Trogia venenata

Scientific classification
- Kingdom: Fungi
- Division: Basidiomycota
- Class: Agaricomycetes
- Order: Agaricales
- Family: Tricholomataceae
- Genus: Trogia
- Species: T. venenata
- Binomial name: Trogia venenata Zhu L.Yang, Y.C.Li & L.P.Tang (2012)

= Trogia venenata =

- Genus: Trogia
- Species: venenata
- Authority: Zhu L.Yang, Y.C.Li & L.P.Tang (2012)

Species of toxic fungus in the family Marasmiaceae indigenous to Yunnan province

Trogia venenata, also known as the little white mushroom, is a species of fungus in the family Marasmiaceae indigenous to Yunnan province, in southwest China. Consumption is deadly for both humans and mice, as the mushroom contains three toxic amino acids.

This is the presumed cause of Yunnan sudden death syndrome.

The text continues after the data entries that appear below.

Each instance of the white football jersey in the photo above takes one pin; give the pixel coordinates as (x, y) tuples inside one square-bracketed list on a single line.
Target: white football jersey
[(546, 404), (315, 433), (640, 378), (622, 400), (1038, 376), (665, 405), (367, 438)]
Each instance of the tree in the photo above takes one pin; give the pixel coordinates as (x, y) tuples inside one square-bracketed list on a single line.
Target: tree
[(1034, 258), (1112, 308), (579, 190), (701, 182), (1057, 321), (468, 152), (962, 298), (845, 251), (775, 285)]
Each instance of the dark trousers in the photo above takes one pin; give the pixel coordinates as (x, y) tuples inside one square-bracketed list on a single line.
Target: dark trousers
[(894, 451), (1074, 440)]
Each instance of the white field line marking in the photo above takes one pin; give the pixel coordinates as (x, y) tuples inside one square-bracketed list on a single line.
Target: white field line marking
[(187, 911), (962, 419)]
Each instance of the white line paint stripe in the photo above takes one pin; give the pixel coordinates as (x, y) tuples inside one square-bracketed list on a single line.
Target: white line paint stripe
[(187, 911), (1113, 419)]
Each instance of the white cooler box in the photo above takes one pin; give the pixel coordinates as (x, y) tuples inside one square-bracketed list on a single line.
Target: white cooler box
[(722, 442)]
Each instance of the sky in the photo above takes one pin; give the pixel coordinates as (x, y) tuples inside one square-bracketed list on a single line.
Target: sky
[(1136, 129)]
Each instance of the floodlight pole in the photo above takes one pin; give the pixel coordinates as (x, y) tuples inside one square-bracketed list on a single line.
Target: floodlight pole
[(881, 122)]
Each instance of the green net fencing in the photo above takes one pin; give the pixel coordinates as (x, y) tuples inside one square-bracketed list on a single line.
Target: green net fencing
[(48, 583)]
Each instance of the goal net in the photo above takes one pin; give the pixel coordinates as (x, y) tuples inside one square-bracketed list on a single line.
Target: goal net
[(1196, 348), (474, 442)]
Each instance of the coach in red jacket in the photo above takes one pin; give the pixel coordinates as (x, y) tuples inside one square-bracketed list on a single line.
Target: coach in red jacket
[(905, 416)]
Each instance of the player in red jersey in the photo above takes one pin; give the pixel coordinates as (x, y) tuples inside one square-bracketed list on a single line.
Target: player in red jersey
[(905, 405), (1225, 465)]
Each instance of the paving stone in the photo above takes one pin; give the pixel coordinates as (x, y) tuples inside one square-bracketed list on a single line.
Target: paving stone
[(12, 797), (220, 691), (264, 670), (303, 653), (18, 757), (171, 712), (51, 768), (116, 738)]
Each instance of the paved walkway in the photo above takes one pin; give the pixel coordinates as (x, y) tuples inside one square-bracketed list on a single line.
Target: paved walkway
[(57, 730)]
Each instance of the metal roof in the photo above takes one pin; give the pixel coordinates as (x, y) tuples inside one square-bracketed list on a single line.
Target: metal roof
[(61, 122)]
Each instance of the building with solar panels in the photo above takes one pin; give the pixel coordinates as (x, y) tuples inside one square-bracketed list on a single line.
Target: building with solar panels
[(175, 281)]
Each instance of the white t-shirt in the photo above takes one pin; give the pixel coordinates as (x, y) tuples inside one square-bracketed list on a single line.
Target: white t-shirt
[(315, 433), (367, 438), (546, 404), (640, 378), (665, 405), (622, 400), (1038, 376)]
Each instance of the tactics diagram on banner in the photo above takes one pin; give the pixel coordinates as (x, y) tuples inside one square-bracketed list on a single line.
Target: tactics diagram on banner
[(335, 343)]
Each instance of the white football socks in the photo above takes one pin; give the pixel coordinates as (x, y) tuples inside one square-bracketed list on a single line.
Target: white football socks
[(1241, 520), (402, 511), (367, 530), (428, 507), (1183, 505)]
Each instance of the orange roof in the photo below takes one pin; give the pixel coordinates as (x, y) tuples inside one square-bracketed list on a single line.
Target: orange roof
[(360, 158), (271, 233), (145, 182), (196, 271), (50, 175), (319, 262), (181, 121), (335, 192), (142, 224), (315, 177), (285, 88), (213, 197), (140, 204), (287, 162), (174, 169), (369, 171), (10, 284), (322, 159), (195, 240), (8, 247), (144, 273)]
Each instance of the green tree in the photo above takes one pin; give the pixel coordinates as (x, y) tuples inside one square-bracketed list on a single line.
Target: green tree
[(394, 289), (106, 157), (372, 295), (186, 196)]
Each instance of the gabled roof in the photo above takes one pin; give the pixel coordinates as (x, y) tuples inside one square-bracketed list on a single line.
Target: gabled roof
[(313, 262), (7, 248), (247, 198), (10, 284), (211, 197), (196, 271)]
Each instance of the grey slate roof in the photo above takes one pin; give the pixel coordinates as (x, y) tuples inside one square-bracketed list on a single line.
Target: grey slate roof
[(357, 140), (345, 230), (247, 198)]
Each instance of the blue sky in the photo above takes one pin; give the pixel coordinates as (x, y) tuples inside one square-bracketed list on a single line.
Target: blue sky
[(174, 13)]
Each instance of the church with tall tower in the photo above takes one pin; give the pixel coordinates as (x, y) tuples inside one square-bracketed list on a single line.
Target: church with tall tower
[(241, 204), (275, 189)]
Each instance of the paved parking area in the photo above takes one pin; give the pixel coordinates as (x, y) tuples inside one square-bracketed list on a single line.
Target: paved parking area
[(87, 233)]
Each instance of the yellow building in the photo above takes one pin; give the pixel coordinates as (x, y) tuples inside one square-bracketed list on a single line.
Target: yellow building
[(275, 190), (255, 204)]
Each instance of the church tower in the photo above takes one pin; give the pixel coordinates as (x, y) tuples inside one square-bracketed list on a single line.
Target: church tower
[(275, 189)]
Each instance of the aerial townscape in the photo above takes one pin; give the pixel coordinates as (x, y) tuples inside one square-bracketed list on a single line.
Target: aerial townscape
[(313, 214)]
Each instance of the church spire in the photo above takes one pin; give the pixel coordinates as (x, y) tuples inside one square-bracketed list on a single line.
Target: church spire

In December 2012 it was announced that Dr. Xu Jianping (徐建平) has been collecting samples of Trogia venenata in Yunnan for the past three years, and his research now shows that barium (previously thought to be the cause) levels in the wild mushroom are no higher than those of common foods such as poultry and fish.

Nonetheless, it appears the mushroom will still likely play a role. Since publication of the widely circulated 2010 Science article, no instances of Yunnan sudden death syndrome have been reported.